Reputation: 8463
I am wondering if we implement our own hashmap that doesn't use power-of-two length hash tables (initial capacity and whenever we re-size), then in that case can we just use the object's hashcode and mod the total size directly instead of use a hash function to hash the object's hashcode ?
for example
public V put(K key, V value) {
if (key == null)
return putForNullKey(value);
// int hash = hash(key.hashCode()); original way
//can we just use the key's hashcode if our table length is not power-of-two ?
int hash = key.hashCode();
int i = indexFor(hash, table.length);
...
...
}
Upvotes: 3
Views: 2712
Reputation: 29636
Presuming we're talking about OpenJDK 7, the additional hash
is used to stimulate avalanching; it is a mixing function. It is used because the mapping function from a hash to a bucket, since were using a power of 2 for the capacity, is a mere bitwise &
(since a % b
is equivalent to a & (b - 1)
iff b
is a power of 2); this means that the lower bits are the only important ones, so by applying this mixing step it can help protect against poorer hashes.
static int hash(int h) {
// This function ensures that hashCodes that differ only by
// constant multiples at each bit position have a bounded
// number of collisions (approximately 8 at default load factor).
h ^= (h >>> 20) ^ (h >>> 12);
return h ^ (h >>> 7) ^ (h >>> 4);
}
If you want to use sizes that aren't powers of 2, the above may not be needed.

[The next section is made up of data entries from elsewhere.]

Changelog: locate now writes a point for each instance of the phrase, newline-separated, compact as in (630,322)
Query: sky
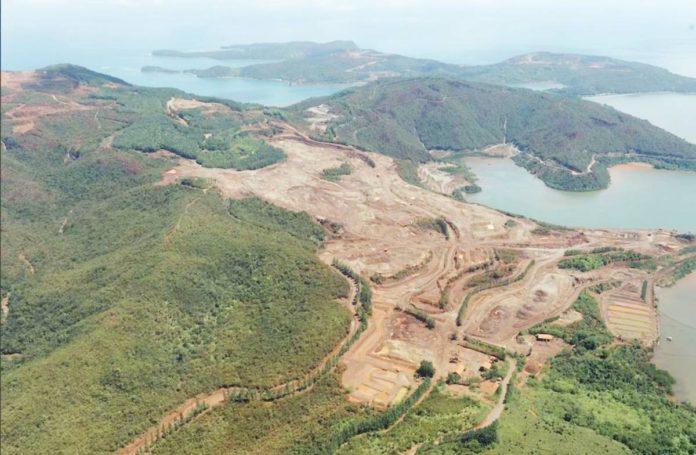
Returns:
(460,31)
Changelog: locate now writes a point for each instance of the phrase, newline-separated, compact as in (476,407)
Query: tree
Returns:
(426,369)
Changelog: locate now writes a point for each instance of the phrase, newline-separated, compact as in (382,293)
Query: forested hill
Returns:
(122,297)
(567,142)
(581,74)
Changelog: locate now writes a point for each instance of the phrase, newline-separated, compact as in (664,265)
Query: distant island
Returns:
(185,274)
(343,62)
(565,141)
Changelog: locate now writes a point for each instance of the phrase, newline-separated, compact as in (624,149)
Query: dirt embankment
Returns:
(377,210)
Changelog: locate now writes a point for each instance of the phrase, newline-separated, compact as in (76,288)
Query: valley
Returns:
(242,214)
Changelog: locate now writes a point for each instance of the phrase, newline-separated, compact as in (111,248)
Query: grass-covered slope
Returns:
(127,298)
(581,74)
(566,141)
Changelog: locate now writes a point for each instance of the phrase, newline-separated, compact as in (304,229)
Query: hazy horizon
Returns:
(36,33)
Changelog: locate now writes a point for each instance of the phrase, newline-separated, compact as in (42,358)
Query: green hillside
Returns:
(560,138)
(126,298)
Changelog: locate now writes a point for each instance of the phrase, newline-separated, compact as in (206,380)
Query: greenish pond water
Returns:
(677,309)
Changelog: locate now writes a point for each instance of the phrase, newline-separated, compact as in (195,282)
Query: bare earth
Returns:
(377,210)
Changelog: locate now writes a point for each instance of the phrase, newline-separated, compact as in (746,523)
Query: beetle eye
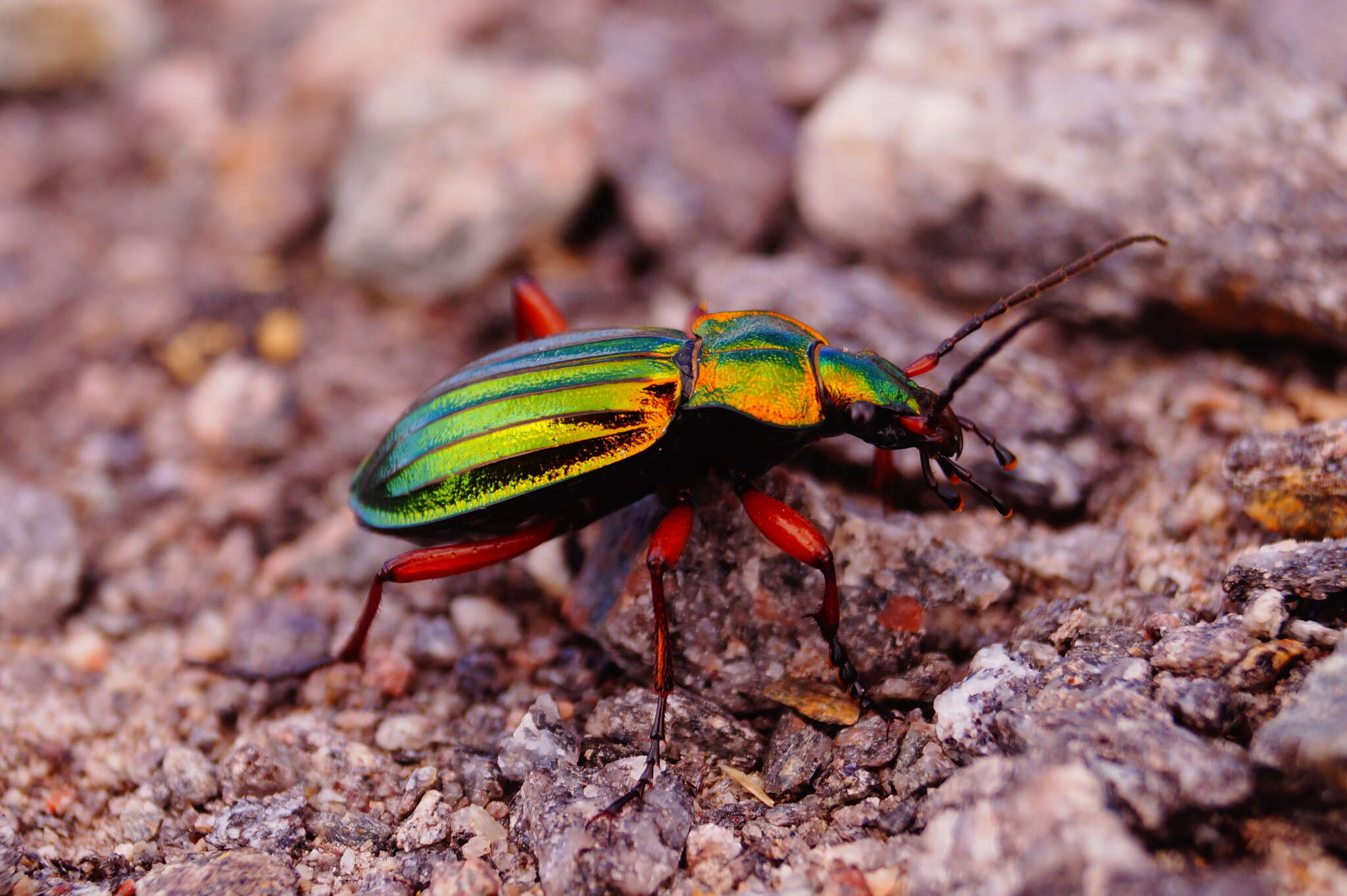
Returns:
(862,413)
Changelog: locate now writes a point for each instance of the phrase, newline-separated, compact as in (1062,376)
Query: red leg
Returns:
(666,548)
(798,537)
(414,565)
(535,312)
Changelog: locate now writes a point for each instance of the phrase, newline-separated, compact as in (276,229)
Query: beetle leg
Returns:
(535,312)
(798,537)
(414,565)
(666,548)
(1004,456)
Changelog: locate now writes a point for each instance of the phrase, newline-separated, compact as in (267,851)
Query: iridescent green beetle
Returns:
(552,434)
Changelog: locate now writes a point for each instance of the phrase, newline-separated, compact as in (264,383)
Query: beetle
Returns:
(566,427)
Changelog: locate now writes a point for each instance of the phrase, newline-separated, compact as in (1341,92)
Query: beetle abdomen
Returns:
(520,420)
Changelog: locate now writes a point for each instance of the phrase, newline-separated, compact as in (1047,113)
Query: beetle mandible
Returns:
(551,434)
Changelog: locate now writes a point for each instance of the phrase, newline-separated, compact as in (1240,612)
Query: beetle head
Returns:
(897,427)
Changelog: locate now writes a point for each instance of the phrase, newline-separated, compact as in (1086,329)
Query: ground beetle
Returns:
(558,431)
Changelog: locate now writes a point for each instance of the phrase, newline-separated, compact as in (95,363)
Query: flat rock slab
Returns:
(633,853)
(1310,734)
(1310,571)
(241,871)
(1294,482)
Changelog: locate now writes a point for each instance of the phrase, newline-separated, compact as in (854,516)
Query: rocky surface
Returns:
(1295,482)
(923,147)
(1132,686)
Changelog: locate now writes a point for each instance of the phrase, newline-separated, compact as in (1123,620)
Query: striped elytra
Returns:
(519,420)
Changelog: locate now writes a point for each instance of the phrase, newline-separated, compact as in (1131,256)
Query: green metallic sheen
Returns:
(550,411)
(760,365)
(578,400)
(864,376)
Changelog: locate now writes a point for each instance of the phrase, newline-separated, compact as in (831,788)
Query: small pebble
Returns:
(794,755)
(1264,663)
(207,640)
(709,849)
(1204,649)
(428,825)
(190,776)
(39,557)
(1312,632)
(469,878)
(872,742)
(1265,614)
(816,700)
(407,731)
(281,335)
(240,871)
(478,822)
(87,650)
(141,820)
(243,406)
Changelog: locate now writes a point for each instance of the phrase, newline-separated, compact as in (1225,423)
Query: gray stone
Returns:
(1308,571)
(1310,734)
(141,820)
(260,763)
(39,557)
(11,855)
(453,166)
(272,825)
(1204,705)
(794,755)
(239,871)
(690,130)
(690,723)
(965,712)
(404,731)
(903,155)
(921,763)
(1204,649)
(541,740)
(383,883)
(428,825)
(1265,614)
(351,829)
(469,878)
(872,742)
(1294,482)
(190,776)
(243,406)
(1312,632)
(635,857)
(1021,826)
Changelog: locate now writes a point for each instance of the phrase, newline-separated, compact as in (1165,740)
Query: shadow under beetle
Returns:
(564,428)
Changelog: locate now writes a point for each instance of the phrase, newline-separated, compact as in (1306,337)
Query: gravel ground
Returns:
(237,237)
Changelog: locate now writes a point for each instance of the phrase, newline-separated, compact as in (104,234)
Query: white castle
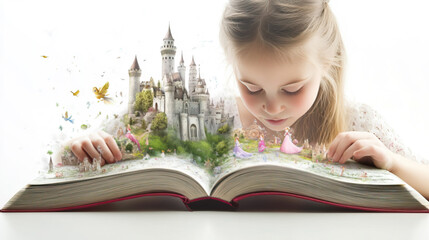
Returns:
(188,110)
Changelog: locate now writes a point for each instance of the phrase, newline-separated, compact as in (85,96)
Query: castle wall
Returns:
(194,108)
(178,105)
(193,120)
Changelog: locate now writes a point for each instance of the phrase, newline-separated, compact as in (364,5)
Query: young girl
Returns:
(288,59)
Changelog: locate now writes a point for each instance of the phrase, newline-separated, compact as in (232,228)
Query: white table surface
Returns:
(158,217)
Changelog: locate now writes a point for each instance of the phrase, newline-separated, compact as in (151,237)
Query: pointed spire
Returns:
(168,36)
(135,65)
(193,62)
(181,60)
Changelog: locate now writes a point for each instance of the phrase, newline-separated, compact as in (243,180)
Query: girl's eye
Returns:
(292,93)
(253,92)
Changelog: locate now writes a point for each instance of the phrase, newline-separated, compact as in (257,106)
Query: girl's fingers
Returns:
(343,141)
(100,146)
(111,143)
(358,144)
(375,152)
(89,149)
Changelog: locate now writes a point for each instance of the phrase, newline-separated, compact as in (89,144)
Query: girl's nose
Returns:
(273,107)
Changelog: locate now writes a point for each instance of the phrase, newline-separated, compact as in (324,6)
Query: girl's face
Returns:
(277,93)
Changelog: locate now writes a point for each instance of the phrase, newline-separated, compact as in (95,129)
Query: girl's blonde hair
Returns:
(283,27)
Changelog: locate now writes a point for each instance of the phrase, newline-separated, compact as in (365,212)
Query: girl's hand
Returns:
(361,147)
(92,145)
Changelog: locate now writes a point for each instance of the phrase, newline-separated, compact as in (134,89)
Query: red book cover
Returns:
(216,204)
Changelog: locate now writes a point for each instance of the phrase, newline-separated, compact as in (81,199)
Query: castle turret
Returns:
(134,84)
(192,76)
(184,126)
(201,123)
(182,70)
(169,99)
(168,52)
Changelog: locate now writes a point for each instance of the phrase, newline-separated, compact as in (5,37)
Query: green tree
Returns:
(144,125)
(129,147)
(222,148)
(144,100)
(159,123)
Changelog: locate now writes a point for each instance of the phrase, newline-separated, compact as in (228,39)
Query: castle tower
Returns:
(168,52)
(169,100)
(201,123)
(134,84)
(182,70)
(184,126)
(192,76)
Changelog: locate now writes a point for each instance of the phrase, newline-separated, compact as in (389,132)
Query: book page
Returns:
(184,165)
(350,171)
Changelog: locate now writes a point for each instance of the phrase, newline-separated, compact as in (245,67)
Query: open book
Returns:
(350,185)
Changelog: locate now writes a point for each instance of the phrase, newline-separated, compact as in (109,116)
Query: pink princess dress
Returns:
(239,152)
(133,139)
(288,146)
(261,144)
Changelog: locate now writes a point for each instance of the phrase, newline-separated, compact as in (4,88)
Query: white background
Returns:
(386,43)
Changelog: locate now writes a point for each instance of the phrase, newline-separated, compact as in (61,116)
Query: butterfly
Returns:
(102,93)
(75,93)
(67,118)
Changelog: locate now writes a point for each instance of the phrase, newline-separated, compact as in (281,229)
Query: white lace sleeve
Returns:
(364,118)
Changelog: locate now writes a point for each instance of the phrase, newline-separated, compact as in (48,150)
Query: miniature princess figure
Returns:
(131,136)
(261,144)
(287,144)
(238,152)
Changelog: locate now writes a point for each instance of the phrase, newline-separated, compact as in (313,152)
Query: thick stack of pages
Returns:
(349,185)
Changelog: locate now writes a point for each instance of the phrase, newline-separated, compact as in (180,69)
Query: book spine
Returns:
(211,203)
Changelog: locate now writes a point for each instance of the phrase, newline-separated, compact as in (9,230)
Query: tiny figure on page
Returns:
(287,145)
(67,118)
(239,152)
(261,144)
(130,136)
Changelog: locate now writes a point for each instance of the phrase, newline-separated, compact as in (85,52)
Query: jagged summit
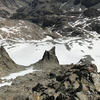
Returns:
(49,56)
(48,60)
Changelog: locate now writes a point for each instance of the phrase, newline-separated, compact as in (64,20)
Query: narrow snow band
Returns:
(21,73)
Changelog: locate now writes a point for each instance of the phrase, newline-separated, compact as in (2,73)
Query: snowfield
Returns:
(69,50)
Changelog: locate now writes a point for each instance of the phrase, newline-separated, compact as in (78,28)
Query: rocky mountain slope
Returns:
(71,82)
(6,63)
(29,31)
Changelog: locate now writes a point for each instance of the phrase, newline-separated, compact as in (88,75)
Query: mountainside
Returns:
(8,7)
(6,63)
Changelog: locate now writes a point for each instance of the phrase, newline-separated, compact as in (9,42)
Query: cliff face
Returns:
(48,60)
(6,63)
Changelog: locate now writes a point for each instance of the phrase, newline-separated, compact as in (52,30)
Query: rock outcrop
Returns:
(6,63)
(48,60)
(91,12)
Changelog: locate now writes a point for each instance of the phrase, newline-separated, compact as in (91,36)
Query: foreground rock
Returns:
(60,82)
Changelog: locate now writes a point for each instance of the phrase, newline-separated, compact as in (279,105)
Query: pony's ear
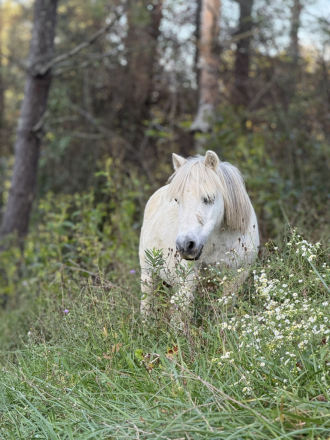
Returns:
(178,161)
(212,160)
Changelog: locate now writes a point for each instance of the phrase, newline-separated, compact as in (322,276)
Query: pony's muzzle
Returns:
(189,249)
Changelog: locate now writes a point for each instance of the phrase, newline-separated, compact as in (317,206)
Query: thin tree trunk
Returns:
(2,87)
(208,65)
(293,50)
(21,195)
(143,33)
(241,94)
(295,24)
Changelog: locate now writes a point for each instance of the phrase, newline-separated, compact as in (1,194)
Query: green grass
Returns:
(98,372)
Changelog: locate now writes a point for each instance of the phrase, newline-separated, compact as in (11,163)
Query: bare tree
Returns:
(29,132)
(295,24)
(207,64)
(143,20)
(2,88)
(242,60)
(293,51)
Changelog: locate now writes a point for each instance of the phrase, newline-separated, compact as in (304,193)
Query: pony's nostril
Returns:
(190,245)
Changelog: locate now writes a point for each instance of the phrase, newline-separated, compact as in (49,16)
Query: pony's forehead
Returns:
(194,175)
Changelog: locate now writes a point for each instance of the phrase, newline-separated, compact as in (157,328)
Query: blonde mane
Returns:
(227,180)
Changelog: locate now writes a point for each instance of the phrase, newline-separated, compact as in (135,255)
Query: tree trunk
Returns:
(208,65)
(241,94)
(293,49)
(2,87)
(141,42)
(22,191)
(295,24)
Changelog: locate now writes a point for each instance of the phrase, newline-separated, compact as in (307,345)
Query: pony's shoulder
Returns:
(155,202)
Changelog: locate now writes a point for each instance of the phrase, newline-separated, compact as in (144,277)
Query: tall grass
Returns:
(253,368)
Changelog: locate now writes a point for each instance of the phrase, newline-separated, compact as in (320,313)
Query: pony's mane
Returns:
(227,180)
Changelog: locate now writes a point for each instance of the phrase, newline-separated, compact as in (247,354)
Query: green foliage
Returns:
(88,368)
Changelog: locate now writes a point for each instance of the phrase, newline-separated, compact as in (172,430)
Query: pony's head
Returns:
(209,193)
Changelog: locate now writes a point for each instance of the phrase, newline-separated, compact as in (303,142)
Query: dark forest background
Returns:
(129,83)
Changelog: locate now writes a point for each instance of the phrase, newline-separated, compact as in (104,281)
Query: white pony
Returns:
(206,215)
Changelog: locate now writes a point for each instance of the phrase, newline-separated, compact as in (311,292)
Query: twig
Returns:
(42,70)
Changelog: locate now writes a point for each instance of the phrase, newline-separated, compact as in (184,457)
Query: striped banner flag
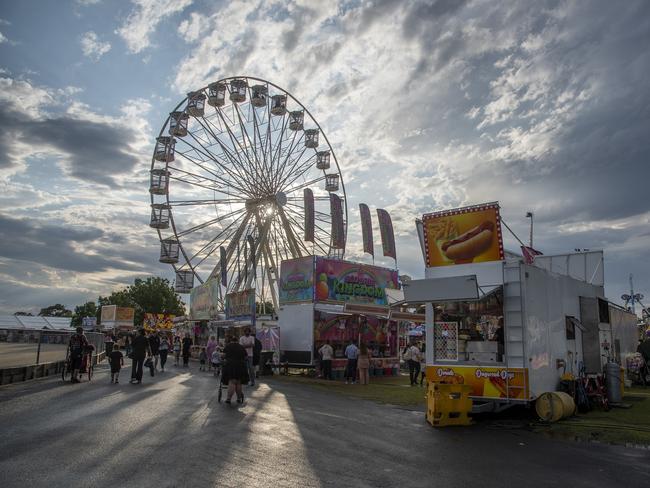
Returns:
(366,229)
(309,214)
(224,266)
(338,228)
(387,236)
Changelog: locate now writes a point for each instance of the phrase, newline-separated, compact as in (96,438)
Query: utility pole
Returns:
(530,216)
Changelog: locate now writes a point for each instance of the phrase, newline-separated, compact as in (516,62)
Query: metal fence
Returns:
(24,347)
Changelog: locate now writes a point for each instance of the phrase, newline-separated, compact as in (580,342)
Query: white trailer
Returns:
(546,320)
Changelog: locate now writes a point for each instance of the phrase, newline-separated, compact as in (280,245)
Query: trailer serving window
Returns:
(470,332)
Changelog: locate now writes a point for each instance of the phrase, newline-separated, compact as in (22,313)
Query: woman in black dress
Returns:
(187,344)
(235,370)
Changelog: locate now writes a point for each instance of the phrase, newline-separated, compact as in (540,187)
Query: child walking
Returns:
(203,357)
(117,361)
(177,350)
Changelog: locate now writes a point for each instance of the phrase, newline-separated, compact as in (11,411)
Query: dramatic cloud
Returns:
(143,20)
(433,104)
(92,47)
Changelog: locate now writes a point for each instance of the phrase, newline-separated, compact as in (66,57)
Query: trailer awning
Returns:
(455,288)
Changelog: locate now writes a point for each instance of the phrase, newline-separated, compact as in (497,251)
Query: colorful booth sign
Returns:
(158,321)
(463,235)
(297,280)
(204,300)
(343,281)
(486,382)
(240,305)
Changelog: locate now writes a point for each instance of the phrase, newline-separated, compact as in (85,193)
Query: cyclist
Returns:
(76,348)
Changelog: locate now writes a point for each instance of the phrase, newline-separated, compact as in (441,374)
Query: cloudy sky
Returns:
(543,106)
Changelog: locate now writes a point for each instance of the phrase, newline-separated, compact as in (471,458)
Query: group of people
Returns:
(358,362)
(152,350)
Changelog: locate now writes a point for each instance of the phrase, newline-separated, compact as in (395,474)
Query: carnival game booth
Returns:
(508,328)
(323,299)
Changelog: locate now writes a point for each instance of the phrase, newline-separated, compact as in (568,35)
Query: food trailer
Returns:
(508,328)
(323,299)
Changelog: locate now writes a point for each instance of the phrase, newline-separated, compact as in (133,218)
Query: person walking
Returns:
(235,369)
(210,348)
(154,346)
(139,351)
(116,359)
(76,347)
(177,350)
(247,341)
(326,353)
(187,344)
(352,353)
(423,364)
(412,357)
(164,350)
(364,364)
(257,354)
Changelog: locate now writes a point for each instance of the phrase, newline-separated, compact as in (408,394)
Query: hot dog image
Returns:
(464,248)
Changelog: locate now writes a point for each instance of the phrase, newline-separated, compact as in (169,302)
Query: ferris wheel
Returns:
(242,184)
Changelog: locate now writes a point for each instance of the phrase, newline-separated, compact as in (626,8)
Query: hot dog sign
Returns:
(463,235)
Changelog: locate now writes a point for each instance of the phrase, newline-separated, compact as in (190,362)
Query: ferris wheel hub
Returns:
(281,198)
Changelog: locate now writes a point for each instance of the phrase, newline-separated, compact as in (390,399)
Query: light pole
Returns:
(530,216)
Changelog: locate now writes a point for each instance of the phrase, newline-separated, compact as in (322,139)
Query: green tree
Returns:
(57,310)
(153,295)
(88,309)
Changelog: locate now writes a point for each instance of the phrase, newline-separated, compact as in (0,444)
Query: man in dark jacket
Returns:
(139,351)
(154,347)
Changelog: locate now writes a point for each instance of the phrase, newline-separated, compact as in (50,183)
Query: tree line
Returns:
(153,295)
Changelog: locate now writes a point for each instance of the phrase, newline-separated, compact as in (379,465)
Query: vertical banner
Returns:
(224,266)
(387,236)
(251,243)
(366,229)
(309,214)
(338,229)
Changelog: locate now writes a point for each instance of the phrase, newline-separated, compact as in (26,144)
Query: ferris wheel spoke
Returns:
(199,180)
(209,222)
(296,171)
(318,215)
(235,143)
(232,245)
(305,185)
(234,182)
(220,235)
(280,153)
(231,155)
(183,203)
(317,239)
(255,161)
(301,227)
(240,179)
(282,167)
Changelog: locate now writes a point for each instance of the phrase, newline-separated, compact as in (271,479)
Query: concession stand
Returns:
(507,325)
(323,299)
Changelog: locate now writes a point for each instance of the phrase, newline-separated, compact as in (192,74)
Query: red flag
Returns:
(387,236)
(338,228)
(309,214)
(529,254)
(366,229)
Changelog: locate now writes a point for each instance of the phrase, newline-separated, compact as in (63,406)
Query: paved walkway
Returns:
(171,432)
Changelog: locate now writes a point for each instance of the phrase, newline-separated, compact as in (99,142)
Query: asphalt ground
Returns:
(15,354)
(171,432)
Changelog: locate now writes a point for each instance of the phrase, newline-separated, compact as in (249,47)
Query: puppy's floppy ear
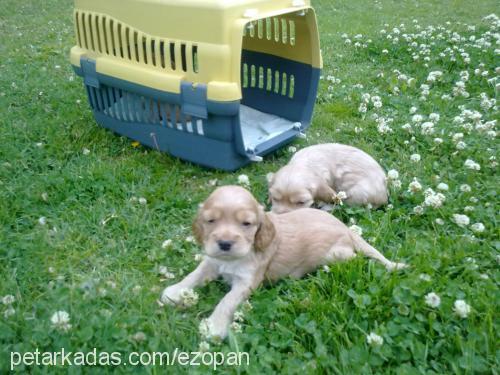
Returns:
(270,178)
(265,233)
(270,181)
(324,192)
(197,226)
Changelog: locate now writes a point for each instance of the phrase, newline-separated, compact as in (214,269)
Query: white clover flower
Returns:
(243,180)
(374,340)
(434,117)
(60,320)
(236,327)
(166,244)
(433,199)
(407,127)
(414,186)
(203,347)
(432,300)
(471,164)
(188,297)
(442,186)
(392,174)
(424,277)
(465,188)
(383,126)
(461,220)
(9,312)
(434,76)
(9,299)
(427,128)
(396,184)
(457,137)
(239,316)
(461,308)
(246,306)
(417,119)
(418,210)
(477,227)
(139,337)
(415,158)
(356,229)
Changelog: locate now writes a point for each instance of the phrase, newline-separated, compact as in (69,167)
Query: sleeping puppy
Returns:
(318,172)
(246,246)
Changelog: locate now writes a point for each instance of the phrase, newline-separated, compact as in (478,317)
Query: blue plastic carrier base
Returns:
(221,135)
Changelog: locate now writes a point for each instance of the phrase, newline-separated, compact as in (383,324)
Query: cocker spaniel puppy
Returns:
(247,246)
(318,173)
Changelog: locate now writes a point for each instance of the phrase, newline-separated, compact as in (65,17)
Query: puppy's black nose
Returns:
(225,245)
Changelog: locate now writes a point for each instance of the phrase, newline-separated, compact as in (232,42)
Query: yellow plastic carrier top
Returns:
(234,79)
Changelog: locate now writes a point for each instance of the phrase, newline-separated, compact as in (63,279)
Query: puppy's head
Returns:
(231,223)
(295,187)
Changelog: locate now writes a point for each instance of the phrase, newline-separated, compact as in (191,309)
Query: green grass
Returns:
(106,276)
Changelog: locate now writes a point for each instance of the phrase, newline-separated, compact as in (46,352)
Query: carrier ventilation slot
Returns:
(258,77)
(277,29)
(107,36)
(128,107)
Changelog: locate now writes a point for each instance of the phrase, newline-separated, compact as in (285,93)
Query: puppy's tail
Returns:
(361,245)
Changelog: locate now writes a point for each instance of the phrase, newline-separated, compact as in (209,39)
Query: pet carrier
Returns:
(215,82)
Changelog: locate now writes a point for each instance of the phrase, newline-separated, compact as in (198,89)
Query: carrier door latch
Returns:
(89,72)
(194,100)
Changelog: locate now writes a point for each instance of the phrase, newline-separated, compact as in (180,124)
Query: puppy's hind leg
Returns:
(361,245)
(367,193)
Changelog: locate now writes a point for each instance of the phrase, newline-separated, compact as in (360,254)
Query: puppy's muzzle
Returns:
(225,245)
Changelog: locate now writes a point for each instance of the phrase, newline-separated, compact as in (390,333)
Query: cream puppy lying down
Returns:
(318,172)
(246,246)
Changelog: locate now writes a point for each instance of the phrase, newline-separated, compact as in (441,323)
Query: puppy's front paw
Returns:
(393,266)
(214,329)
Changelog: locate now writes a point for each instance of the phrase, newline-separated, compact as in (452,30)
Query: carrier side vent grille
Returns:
(105,35)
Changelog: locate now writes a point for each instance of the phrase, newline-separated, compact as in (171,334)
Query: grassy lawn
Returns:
(84,213)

Actually changing the mapping from hashes to buckets (which normally relies on the capacity being a power of 2) will require you to you to look at indexFor
:
static int indexFor(int h, int length) {
return h & (length-1);
}
You could use (h & 0x7fffffff) % length
here.
Upvotes: 3
Reputation: 533432
This is true, you can pick pseudo-prime numbers instead.
Note: indexFor needs to use %
compensating for the sign instead of a simple &
which can actually make the lookup slower.
indexFor = (h & Integer.MAX_VALUE) % length
// or
indexFor = Math.abs(h % length)
Upvotes: 1
Reputation: 607
You can think of the mod function as a simple form of hash function. It maps a large range of data to a smaller space. Assuming the original hashcode is well designed, I see no reason why a mod cannot be used to transform the hashcode into the size of the table you are using.
If your original hashfunction is not well implemented, e.g. always returns an even number, you will create quite a lot of collisions using just a mod function as your hashfunction.
Upvotes: 1